To review/update your Account data, simply:
+ Login to https://dcc.godaddy.com/ default.aspx?isc=ICANN0908a& amp;ci=8987
+ You will be taken to a landing page and asked to enter your account information
Please take a look that your account and domain information is up to date.

If, however, your domain contact information is inaccurate, you must correct it. (Under ICANN rules and the terms of your registration agreement, providing false contact information can be grounds for domain name cancellation.) To review the ICANN policy, visit:ICANN - Internet Corporation for Assigned Names and Numbers whois/wdrp-registrant-faq.htm

Should you have any questions, please email us at [email protected] or call our customer support line at (480) 505-8877.

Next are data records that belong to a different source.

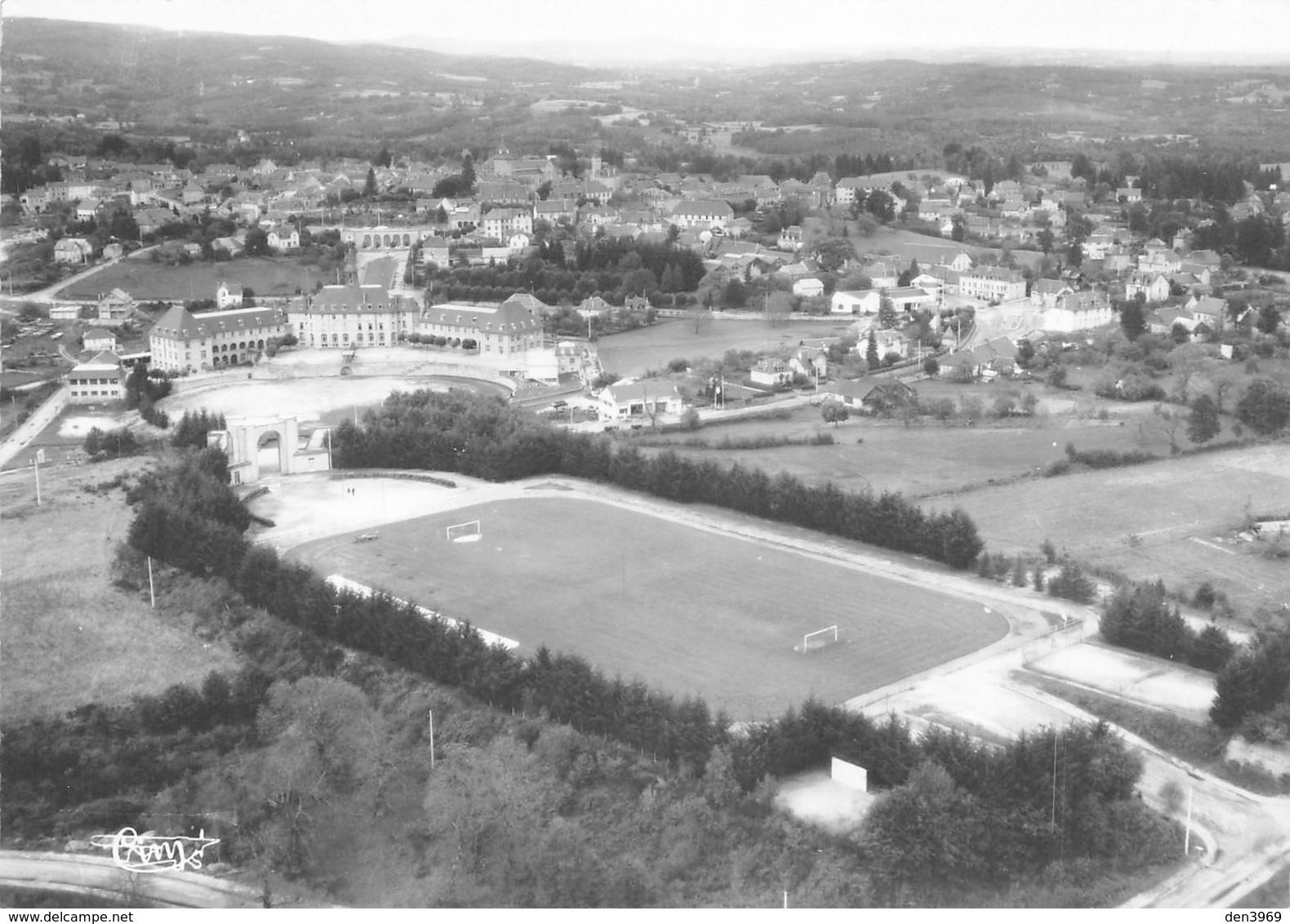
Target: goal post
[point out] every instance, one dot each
(818, 639)
(464, 532)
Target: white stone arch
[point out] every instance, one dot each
(242, 443)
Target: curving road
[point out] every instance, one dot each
(102, 877)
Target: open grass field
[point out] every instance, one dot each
(67, 635)
(1173, 520)
(923, 460)
(636, 351)
(685, 611)
(147, 280)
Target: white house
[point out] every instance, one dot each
(772, 372)
(97, 340)
(229, 295)
(635, 399)
(809, 287)
(1078, 311)
(284, 239)
(1154, 287)
(73, 251)
(865, 302)
(809, 362)
(702, 215)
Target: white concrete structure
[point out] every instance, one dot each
(242, 443)
(849, 775)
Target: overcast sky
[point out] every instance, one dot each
(1240, 31)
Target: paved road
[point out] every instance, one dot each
(51, 293)
(102, 877)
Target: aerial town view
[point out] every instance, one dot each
(746, 455)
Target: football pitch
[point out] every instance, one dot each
(683, 610)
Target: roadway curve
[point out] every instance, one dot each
(101, 877)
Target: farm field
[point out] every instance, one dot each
(1172, 520)
(1181, 690)
(69, 637)
(682, 610)
(146, 280)
(923, 460)
(653, 348)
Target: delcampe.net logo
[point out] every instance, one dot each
(153, 853)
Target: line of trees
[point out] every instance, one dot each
(961, 815)
(482, 437)
(1141, 617)
(144, 391)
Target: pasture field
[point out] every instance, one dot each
(69, 637)
(921, 460)
(653, 348)
(146, 280)
(683, 610)
(1169, 520)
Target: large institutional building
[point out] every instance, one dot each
(349, 317)
(500, 329)
(211, 340)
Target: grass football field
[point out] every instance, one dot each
(683, 610)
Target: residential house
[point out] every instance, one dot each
(500, 224)
(1078, 311)
(97, 380)
(911, 297)
(556, 211)
(791, 238)
(529, 302)
(115, 308)
(287, 238)
(1163, 320)
(809, 287)
(1154, 287)
(229, 295)
(435, 251)
(887, 341)
(73, 251)
(649, 397)
(97, 340)
(992, 283)
(862, 302)
(1045, 292)
(809, 362)
(702, 215)
(1208, 310)
(772, 372)
(887, 398)
(987, 360)
(594, 306)
(229, 247)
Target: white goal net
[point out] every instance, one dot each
(465, 532)
(818, 639)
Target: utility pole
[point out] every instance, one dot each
(1187, 837)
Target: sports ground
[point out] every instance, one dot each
(684, 610)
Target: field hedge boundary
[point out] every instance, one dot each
(484, 438)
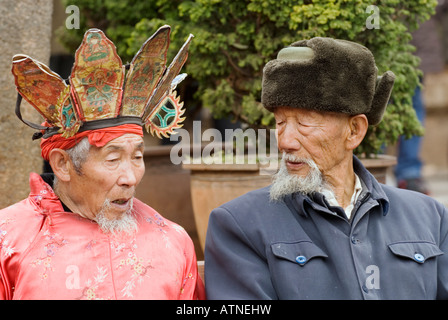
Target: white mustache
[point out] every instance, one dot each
(294, 158)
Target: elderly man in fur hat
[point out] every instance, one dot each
(81, 233)
(326, 228)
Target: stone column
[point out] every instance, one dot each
(25, 27)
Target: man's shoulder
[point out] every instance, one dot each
(412, 200)
(258, 198)
(155, 219)
(254, 205)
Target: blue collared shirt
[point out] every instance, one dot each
(303, 248)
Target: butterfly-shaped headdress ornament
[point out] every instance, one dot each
(101, 92)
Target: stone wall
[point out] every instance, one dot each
(25, 27)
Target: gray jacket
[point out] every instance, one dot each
(393, 248)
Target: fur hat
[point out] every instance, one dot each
(325, 74)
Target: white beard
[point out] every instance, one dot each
(284, 183)
(126, 223)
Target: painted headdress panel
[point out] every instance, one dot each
(101, 92)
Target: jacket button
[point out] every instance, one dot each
(419, 258)
(301, 260)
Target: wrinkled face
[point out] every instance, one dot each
(109, 175)
(311, 135)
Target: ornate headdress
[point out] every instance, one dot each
(100, 93)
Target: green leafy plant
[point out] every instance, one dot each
(235, 39)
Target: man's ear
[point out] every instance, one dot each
(358, 126)
(60, 163)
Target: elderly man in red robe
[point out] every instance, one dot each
(81, 233)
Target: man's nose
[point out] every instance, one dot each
(128, 175)
(288, 139)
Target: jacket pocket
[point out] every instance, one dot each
(299, 252)
(418, 251)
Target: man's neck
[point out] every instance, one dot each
(341, 180)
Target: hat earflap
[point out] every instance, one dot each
(385, 84)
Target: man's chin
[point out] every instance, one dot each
(114, 219)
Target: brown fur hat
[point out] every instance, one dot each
(325, 74)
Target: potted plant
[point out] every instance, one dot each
(235, 39)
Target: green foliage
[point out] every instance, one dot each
(234, 40)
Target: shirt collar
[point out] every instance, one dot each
(369, 187)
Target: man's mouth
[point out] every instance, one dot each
(121, 201)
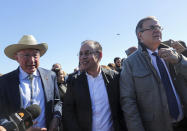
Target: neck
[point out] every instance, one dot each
(94, 72)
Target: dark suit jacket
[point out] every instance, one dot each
(10, 101)
(77, 108)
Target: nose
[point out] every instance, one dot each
(31, 59)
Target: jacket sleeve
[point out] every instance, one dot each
(69, 115)
(181, 67)
(57, 108)
(128, 100)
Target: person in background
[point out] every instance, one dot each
(179, 46)
(117, 62)
(130, 50)
(112, 66)
(57, 68)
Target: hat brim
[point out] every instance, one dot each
(11, 50)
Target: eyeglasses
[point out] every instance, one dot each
(86, 53)
(27, 56)
(152, 28)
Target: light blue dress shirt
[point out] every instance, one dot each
(153, 58)
(38, 94)
(101, 113)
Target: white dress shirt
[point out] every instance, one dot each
(38, 94)
(101, 113)
(153, 58)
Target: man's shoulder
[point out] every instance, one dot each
(46, 71)
(109, 73)
(9, 75)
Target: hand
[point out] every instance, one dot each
(177, 46)
(36, 129)
(54, 124)
(2, 128)
(61, 76)
(168, 55)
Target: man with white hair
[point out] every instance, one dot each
(29, 84)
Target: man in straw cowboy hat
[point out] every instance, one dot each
(29, 84)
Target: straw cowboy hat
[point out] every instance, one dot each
(26, 42)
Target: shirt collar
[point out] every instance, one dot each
(150, 51)
(23, 74)
(99, 76)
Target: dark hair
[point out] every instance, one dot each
(182, 43)
(116, 58)
(140, 24)
(97, 45)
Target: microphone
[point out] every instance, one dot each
(22, 119)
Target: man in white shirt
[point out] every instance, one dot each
(91, 102)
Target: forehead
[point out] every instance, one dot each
(148, 23)
(56, 65)
(28, 51)
(87, 46)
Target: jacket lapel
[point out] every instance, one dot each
(14, 90)
(85, 87)
(45, 83)
(106, 77)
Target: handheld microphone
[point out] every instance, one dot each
(22, 119)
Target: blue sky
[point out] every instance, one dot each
(64, 24)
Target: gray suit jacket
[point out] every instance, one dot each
(10, 100)
(143, 98)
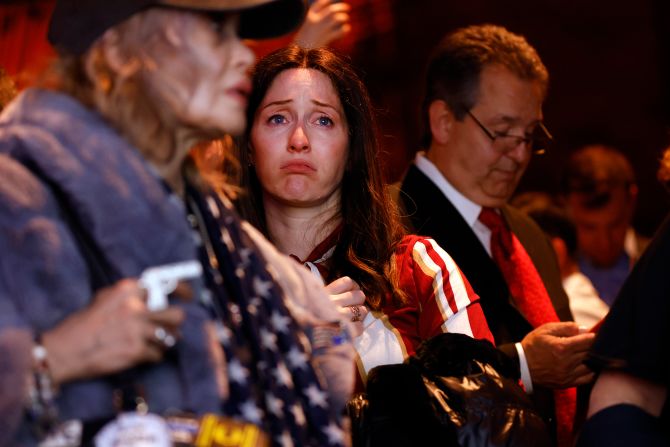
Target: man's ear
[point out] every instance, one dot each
(441, 120)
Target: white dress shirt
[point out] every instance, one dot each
(469, 210)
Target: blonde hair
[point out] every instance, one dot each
(114, 78)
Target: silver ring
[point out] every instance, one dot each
(164, 337)
(355, 313)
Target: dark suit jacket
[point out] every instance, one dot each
(430, 213)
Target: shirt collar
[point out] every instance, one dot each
(468, 209)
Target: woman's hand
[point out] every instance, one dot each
(326, 21)
(349, 298)
(115, 332)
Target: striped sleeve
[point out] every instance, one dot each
(447, 301)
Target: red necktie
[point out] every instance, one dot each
(531, 298)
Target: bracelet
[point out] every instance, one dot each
(42, 408)
(324, 336)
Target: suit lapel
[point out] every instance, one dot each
(433, 215)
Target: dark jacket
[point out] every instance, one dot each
(432, 214)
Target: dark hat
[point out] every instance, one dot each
(76, 24)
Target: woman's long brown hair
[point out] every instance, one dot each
(372, 228)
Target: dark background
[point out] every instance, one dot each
(609, 65)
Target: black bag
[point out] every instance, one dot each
(456, 391)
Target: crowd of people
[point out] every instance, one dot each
(200, 249)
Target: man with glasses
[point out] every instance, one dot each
(483, 120)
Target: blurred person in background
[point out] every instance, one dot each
(586, 306)
(599, 191)
(628, 404)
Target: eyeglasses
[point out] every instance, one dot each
(539, 141)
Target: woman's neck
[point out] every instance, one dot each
(298, 230)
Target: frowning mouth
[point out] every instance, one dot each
(298, 166)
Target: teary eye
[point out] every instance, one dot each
(276, 119)
(324, 121)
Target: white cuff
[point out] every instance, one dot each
(523, 366)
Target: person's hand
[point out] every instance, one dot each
(326, 21)
(348, 297)
(115, 332)
(555, 352)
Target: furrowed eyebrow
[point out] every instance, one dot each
(276, 103)
(323, 104)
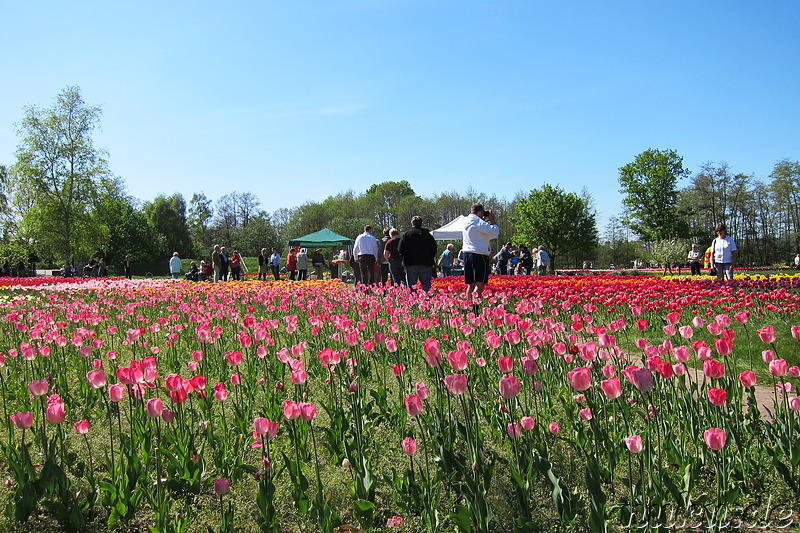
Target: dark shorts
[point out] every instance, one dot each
(476, 268)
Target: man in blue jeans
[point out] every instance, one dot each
(418, 250)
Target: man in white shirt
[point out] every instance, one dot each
(365, 251)
(723, 253)
(479, 229)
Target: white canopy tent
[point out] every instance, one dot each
(452, 231)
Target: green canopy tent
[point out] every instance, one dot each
(323, 238)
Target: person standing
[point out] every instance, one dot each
(384, 263)
(543, 260)
(525, 259)
(694, 260)
(417, 247)
(263, 265)
(479, 229)
(175, 266)
(318, 261)
(391, 254)
(723, 253)
(236, 266)
(291, 263)
(127, 265)
(216, 259)
(275, 264)
(365, 251)
(446, 261)
(302, 264)
(225, 261)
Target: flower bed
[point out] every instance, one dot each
(570, 403)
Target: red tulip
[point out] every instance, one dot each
(715, 438)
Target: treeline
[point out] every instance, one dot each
(60, 201)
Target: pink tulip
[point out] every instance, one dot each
(724, 346)
(748, 378)
(38, 387)
(509, 386)
(173, 382)
(527, 423)
(715, 438)
(611, 388)
(409, 446)
(634, 443)
(767, 334)
(221, 486)
(96, 378)
(717, 396)
(55, 413)
(413, 404)
(580, 378)
(308, 410)
(778, 367)
(291, 410)
(505, 364)
(422, 390)
(458, 360)
(116, 392)
(22, 420)
(155, 406)
(713, 369)
(456, 384)
(641, 378)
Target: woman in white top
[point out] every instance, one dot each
(723, 253)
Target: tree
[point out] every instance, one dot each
(166, 215)
(59, 169)
(198, 219)
(650, 186)
(561, 222)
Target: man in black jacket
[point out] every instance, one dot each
(418, 250)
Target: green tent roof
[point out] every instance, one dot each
(322, 238)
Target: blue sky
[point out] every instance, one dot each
(296, 101)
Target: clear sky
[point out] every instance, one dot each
(298, 100)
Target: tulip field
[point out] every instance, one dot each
(596, 403)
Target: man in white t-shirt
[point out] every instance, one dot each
(479, 229)
(723, 253)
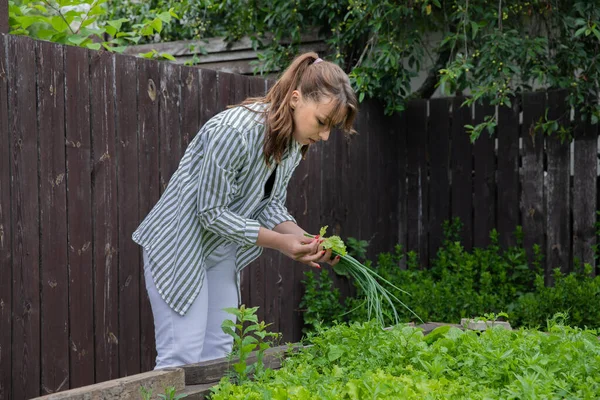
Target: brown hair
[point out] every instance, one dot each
(315, 81)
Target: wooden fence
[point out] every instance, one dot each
(92, 139)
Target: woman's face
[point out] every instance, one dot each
(311, 119)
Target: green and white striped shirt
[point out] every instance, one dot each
(215, 197)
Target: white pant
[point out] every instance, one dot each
(196, 336)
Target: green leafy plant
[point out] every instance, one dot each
(363, 361)
(248, 336)
(81, 23)
(375, 294)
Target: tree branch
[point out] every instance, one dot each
(428, 87)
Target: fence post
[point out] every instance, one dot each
(3, 16)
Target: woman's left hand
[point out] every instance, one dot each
(326, 257)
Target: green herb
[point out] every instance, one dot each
(376, 295)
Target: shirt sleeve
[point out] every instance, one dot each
(225, 152)
(276, 212)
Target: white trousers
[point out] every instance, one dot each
(197, 336)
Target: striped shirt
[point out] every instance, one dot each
(215, 197)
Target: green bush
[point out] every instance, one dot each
(466, 284)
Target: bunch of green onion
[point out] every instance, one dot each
(366, 279)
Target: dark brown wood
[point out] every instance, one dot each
(149, 188)
(484, 181)
(169, 124)
(258, 291)
(53, 218)
(532, 178)
(4, 27)
(6, 230)
(585, 194)
(558, 251)
(439, 185)
(190, 106)
(25, 218)
(225, 90)
(79, 212)
(416, 170)
(208, 95)
(128, 208)
(104, 211)
(398, 128)
(462, 170)
(508, 172)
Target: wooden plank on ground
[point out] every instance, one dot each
(532, 178)
(126, 388)
(128, 208)
(53, 218)
(190, 106)
(104, 209)
(558, 254)
(79, 199)
(168, 119)
(6, 229)
(462, 170)
(585, 194)
(149, 187)
(508, 172)
(439, 158)
(25, 218)
(416, 170)
(484, 181)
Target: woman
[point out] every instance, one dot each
(226, 201)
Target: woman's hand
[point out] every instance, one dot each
(301, 248)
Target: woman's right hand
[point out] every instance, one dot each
(301, 248)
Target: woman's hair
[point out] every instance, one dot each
(315, 80)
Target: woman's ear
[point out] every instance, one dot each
(295, 99)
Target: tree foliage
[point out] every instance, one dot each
(492, 50)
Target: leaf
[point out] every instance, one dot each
(474, 28)
(334, 352)
(167, 56)
(156, 24)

Thanks for your attention and thank you for being a GoDaddy.com, Inc. customer.

Sincerely,
GoDaddy.com, Inc. Domain Support


If you are the domain administrator of more than one GoDaddy.com domain account, you may receive this notice multiple times.
------------------------------ ------------------------------ ------------------------------ ---
Copyright (c) 2008 GoDaddy.com, Inc. All rights reserved.

 

[Makis.TV]

Me too, its the second time receiving this same email.
First one was reported to Godaddy but I guess no action was taken from their side.

 

[stoppingfear]

Lol the email is filled with grammar issues which a legitimate business email would avoid.

 

[kbm]

update on the second email I posted here.

I actually send a complaint to the web hosting company and received a response.

We are about to suspend the client for abusing our terms of service on two strikes. Sorry that you had to receive this email. We hope you have a great day.

Best Regards,

cPanelHome Team

 

[nielsencl]

Great! As I said, reporting spam correctly does work.